The conclusions section should be expanded by including as a conclusion the comparative and numerical result obtained, as is done in the abstract.

            

 

Minor issues

 

Naive Bayes classifier sounds strange, it is more usual to simply use Bayes classifier. In any case, the word "Naive" should always be capitalised and appears in lower case on several occasions (lines 95, 101, 186, 290, 352 for example).

 

In line 45, starting with the number "7", I understand that there are too many spaces.

In line 59, there are too many spaces before "However, ...".

The content of the figures should be centred with the page.

In section 2.2, the "MP algorithm" is mentioned, but the acronym "MP" is missing.

In formula number 2, the letter "F" is used for frequency, when it is more usual to use "f" in lower case.

Author Response

Please see attached file.

Author Response File: Author Response.docx

Round 2

Reviewer 1 Report

All my concerns have been addressed. I recommend this paper for publication. 

NA

Author Response

Thank for your review and comments.

Reviewer 2 Report

NA

Author Response

Thank for your review and comments.

Reviewer 3 Report

The authors have taken into consideration many of the indications of the revision.

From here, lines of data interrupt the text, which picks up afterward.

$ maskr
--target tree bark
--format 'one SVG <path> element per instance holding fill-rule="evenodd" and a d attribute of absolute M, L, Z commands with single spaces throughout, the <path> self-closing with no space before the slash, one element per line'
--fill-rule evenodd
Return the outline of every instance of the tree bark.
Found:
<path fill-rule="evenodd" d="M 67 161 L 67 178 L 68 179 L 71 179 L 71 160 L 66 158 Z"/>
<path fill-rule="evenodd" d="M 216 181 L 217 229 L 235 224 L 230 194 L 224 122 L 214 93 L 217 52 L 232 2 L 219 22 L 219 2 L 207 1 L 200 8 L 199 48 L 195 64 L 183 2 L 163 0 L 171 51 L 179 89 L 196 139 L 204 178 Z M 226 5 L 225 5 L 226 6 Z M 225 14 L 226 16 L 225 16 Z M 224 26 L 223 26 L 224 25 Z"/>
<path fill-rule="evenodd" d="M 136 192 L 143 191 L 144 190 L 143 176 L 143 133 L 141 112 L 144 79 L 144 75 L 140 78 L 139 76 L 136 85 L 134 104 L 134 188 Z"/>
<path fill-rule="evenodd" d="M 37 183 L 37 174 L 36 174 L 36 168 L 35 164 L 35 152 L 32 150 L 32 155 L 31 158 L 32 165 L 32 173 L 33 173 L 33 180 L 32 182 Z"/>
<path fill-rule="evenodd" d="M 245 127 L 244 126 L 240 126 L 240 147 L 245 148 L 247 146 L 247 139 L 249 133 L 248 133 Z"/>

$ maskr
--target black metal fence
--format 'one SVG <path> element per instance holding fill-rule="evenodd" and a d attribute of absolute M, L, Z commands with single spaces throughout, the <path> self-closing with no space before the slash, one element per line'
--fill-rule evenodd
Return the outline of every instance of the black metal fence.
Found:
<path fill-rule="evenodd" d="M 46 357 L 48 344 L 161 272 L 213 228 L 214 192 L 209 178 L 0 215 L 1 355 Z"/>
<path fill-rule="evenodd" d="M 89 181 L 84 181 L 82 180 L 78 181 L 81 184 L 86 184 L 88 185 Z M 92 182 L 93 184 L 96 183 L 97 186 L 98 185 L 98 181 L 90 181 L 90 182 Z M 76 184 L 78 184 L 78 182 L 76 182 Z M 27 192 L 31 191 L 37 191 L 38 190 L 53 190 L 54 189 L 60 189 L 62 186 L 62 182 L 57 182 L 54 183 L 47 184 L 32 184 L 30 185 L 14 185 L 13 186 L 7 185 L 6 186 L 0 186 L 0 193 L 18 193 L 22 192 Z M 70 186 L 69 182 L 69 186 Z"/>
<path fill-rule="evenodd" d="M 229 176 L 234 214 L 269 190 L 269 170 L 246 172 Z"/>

I believe that the text is now clearer.

 

However, there are some issues that I think need to be better clarified:

 

In formula number 2 the letter "F" has been changed to "f" for frequency, but that same change should still be made in the text for consistency.

 

I still think that the results section could be improved by giving more detail of the results shown in figure 3. Explaining what is seen in the figure and not just showing the figure.

 

The process by which the selection of features has been made remains unclear. How does one go from figure 5a to 5b? How do these figures relate to figure 7?

 

 

The conclusion section is still somewhat terse, even though it has been expanded with numerical data, I think it should be expanded a bit more and really serve as an overall conclusion of the study conducted.

Author Response

Thank you very much for your attention and the reviewer’s evaluation and comments on our paper bioengineering-2394374. We have revised the manuscript according to reviewer’s detailed suggestions. Attached file is the responses to your comments point by point.

Author Response File: Author Response.pdf

Round 3

Reviewer 3 Report

I thank the authors for considering the new revisions, improving and clarifying doubtful aspects.